Okay, it’s another ACA vs ACCA thread!

I have the option to do either, but I wanted to know which qualification would give me more opportunities outside of accountancy/finance roles. Or would they both be pigeonholing me into that sort of industry?



Outside of finance and accounting? why do ACA or ACCA then? Both of these qualification would open doors for you, but only in accounting or finance.


You get either and you’ll in finance/accounting for a long time, unless you want a massive pay cut compared to what you could be getting. I assume that you could go into managerial work or project management work.

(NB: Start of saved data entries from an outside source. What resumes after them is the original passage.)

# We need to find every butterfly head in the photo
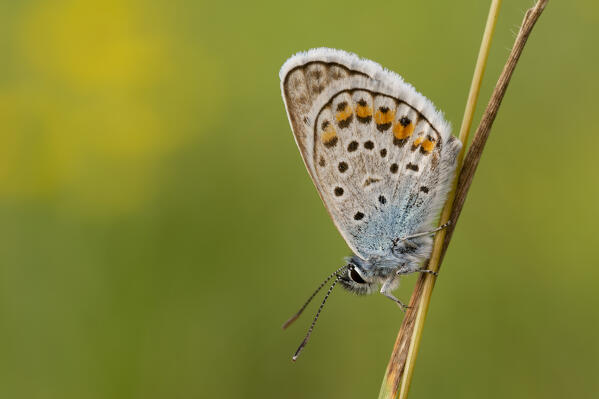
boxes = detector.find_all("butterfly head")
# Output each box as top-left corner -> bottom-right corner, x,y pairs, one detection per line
339,257 -> 377,295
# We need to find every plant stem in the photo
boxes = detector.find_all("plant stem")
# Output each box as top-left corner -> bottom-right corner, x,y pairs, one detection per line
384,3 -> 502,395
378,1 -> 548,398
456,0 -> 503,168
444,0 -> 548,253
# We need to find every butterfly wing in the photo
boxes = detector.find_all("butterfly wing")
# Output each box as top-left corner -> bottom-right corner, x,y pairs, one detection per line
280,48 -> 461,259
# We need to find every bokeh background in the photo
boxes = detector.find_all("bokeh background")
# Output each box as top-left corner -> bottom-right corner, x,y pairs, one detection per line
1,0 -> 598,398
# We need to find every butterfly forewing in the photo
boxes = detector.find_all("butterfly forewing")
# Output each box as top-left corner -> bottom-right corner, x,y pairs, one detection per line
280,48 -> 461,259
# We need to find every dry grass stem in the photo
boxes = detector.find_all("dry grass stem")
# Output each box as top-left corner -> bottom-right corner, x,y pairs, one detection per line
378,1 -> 548,398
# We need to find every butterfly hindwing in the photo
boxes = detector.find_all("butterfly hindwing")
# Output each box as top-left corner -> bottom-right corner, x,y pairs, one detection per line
280,48 -> 461,259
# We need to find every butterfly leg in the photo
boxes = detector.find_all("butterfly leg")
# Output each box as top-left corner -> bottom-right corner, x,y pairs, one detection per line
380,274 -> 409,312
417,269 -> 438,277
394,221 -> 451,244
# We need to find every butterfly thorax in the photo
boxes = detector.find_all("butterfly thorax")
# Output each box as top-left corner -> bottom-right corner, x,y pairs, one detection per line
339,234 -> 433,295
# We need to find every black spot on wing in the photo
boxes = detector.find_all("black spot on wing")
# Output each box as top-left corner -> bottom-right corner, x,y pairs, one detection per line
357,115 -> 372,124
338,115 -> 353,128
363,177 -> 381,187
376,123 -> 391,132
406,163 -> 419,171
393,138 -> 408,147
399,116 -> 411,127
324,136 -> 338,148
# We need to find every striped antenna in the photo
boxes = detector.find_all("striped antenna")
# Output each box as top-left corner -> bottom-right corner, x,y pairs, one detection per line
282,264 -> 348,330
291,273 -> 343,361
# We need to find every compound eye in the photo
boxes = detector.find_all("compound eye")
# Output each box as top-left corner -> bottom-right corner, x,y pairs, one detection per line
349,267 -> 366,284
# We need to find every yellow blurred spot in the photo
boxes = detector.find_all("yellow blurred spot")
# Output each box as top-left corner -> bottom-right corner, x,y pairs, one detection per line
19,0 -> 164,88
2,0 -> 225,216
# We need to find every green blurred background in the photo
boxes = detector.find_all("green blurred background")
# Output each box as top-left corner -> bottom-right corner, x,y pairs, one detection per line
1,0 -> 598,398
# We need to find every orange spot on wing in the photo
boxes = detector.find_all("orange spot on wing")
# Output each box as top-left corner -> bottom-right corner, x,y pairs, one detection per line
375,109 -> 395,124
335,107 -> 353,122
421,139 -> 436,153
393,121 -> 414,139
356,105 -> 372,118
322,126 -> 337,144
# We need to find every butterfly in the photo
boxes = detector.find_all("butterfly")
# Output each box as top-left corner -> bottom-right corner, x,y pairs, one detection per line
279,48 -> 461,360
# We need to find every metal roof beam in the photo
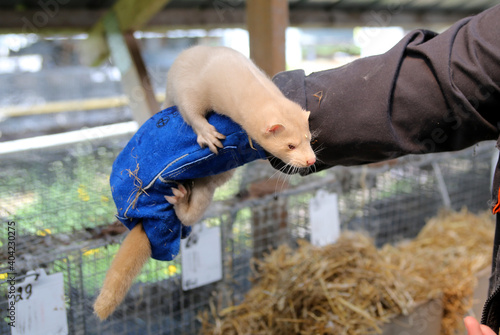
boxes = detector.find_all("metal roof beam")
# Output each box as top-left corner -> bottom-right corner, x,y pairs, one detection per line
0,2 -> 486,36
0,9 -> 104,34
148,7 -> 473,30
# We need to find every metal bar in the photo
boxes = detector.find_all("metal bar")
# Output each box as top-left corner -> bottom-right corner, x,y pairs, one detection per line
432,161 -> 452,209
0,272 -> 39,286
0,93 -> 165,118
0,121 -> 138,156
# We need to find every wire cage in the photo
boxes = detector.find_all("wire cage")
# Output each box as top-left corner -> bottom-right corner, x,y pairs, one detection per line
0,130 -> 496,334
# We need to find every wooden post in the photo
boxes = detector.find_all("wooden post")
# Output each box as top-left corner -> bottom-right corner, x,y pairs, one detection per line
103,11 -> 158,125
246,0 -> 289,77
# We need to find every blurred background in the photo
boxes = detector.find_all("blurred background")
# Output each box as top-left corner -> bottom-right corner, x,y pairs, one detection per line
0,1 -> 499,334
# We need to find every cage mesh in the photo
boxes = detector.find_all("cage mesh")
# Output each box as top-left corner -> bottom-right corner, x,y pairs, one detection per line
0,134 -> 495,335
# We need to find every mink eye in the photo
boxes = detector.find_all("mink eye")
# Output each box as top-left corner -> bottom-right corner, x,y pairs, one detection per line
288,144 -> 296,150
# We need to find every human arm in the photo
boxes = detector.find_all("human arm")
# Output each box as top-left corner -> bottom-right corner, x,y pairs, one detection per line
270,4 -> 500,174
270,6 -> 500,333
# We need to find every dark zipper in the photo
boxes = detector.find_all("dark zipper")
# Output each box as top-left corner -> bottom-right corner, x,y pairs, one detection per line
481,281 -> 500,328
483,213 -> 500,329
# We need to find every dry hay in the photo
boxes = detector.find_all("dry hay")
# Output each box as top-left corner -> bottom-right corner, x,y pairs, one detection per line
200,233 -> 414,335
199,209 -> 494,335
381,209 -> 494,335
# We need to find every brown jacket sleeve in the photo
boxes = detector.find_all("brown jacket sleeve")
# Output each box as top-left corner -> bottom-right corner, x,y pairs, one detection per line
271,4 -> 500,174
272,5 -> 500,331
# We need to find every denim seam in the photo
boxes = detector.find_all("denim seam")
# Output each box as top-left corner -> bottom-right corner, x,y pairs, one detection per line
164,146 -> 238,179
123,153 -> 188,218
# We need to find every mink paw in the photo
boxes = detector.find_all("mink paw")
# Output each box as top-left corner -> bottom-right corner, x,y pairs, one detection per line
196,124 -> 225,154
164,183 -> 190,205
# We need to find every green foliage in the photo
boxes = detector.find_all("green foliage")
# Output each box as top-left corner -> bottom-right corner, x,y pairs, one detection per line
10,147 -> 117,236
1,145 -> 191,291
54,244 -> 181,296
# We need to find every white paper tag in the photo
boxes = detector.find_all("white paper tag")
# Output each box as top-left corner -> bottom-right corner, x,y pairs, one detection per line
309,190 -> 341,247
9,269 -> 68,335
181,223 -> 222,291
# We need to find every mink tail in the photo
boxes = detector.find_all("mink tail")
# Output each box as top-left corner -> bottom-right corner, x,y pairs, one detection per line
93,222 -> 151,320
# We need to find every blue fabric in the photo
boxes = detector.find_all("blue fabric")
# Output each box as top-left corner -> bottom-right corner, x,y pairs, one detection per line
110,106 -> 267,261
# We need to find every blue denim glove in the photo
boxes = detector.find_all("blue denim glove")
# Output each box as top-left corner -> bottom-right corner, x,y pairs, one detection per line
110,106 -> 267,260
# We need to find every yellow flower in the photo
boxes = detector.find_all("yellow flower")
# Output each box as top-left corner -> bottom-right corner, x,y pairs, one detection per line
77,185 -> 90,202
0,273 -> 7,280
164,265 -> 177,276
82,248 -> 100,257
36,228 -> 52,236
101,195 -> 110,203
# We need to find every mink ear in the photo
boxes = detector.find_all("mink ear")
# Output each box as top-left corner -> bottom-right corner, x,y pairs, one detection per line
265,123 -> 285,135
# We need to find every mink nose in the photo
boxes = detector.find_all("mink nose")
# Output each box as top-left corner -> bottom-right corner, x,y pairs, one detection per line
307,157 -> 316,166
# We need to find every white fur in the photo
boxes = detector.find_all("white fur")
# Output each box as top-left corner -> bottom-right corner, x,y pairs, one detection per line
164,45 -> 316,168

In terms of ACA vs ACCA, go for ACA. For more detail as to why see here

In terms of numbers, ACA clearly wins:
More than 84% of FTSE 100 companies have at least one ACA on their board. Of the 20 professional accountants on the ‘2009 Financial Power list’, 75% are ACA qualfied. 55 FDs in the FTSE 100 are ACA qualified vs 5 who are ACCA qualifed (from Accountancy Age April 2009)

Basically, ACA is better respected and more recognised. Hope this helps


Well as mentioned above there is no doubt ACA is a well respected body since it is one of the oldest accountancy bodies out there. However, I would like to point out that ACA requires a training contract from companies listed as approved by ICAEW and in this economy it is very difficult to get one. You multiply that by 2 if you’re not living in the UK.

One of the things mentioned in the article is that ICAEW has a better passing rate and 80% of its student pass their qualification in three years or less. The reason for this is because in ACCA you have a lot of people who are self studying the qualification without going to an institute. This is not the case with ICAEW. One thing more most of the companies have a clause where if you fail your ICAEW exam once or twice they cancel your training contract.

ACCA gives you 10 years to complete your qualification. ICAEW has a clause where if you fail an exam 4 times you start over again from scratch.